With a single asterisk in any part of the domain name, it matches 1 or more path components at that position. For example:

  • *.google.com matches www.google.com and www.ipv6.google.com, but not google.com
  • www.*.com matches www.sun.com and www.apple.com, but not www.com
  • update.*.mycompany.com matches update.tools.mycompany.com, update.secure.suite.mycompany.com, and so on

Not supported are:

  • Multiple wildcards in the same domain, for example: *.*.mycompany.com
  • Asterisks that are not the entire component, for example: www.g*.com
  • More general wildcards, such as regular expressions

Workload and host endpoints

Policy with domain names can be enforced on workload or host endpoints. When a policy with domain names applies to a workload endpoint, it allows that workload to connect out to the specified domains. When policy with domain names applies to a host endpoint, it allows clients directly on the relevant host (including any host-networked workloads) to connect out to the specified domains.

Trusted DNS servers

Calico Cloud trusts DNS information only from its list of DNS trusted servers. Using trusted DNS servers to back domain names in policy, prevents a malicious workload from using IPs returned by a fake DNS server to hijack domain names in policy rules.

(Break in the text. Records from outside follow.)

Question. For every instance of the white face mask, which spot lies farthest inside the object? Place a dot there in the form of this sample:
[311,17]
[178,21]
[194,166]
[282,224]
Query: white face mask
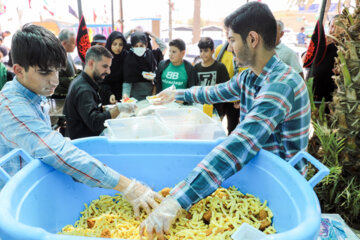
[139,51]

By default, Calico Cloud trusts the Kubernetes cluster’s DNS service (kube-dns or CoreDNS). For workload endpoints, these out-of-the-box defaults work with standard Kubernetes installs, so normally you won’t change them. For host endpoints you will need to add the IP addresses that the cluster nodes use for DNS resolution.

To change the default DNS trusted servers, use the DNSTrustedServers parameter in Felix.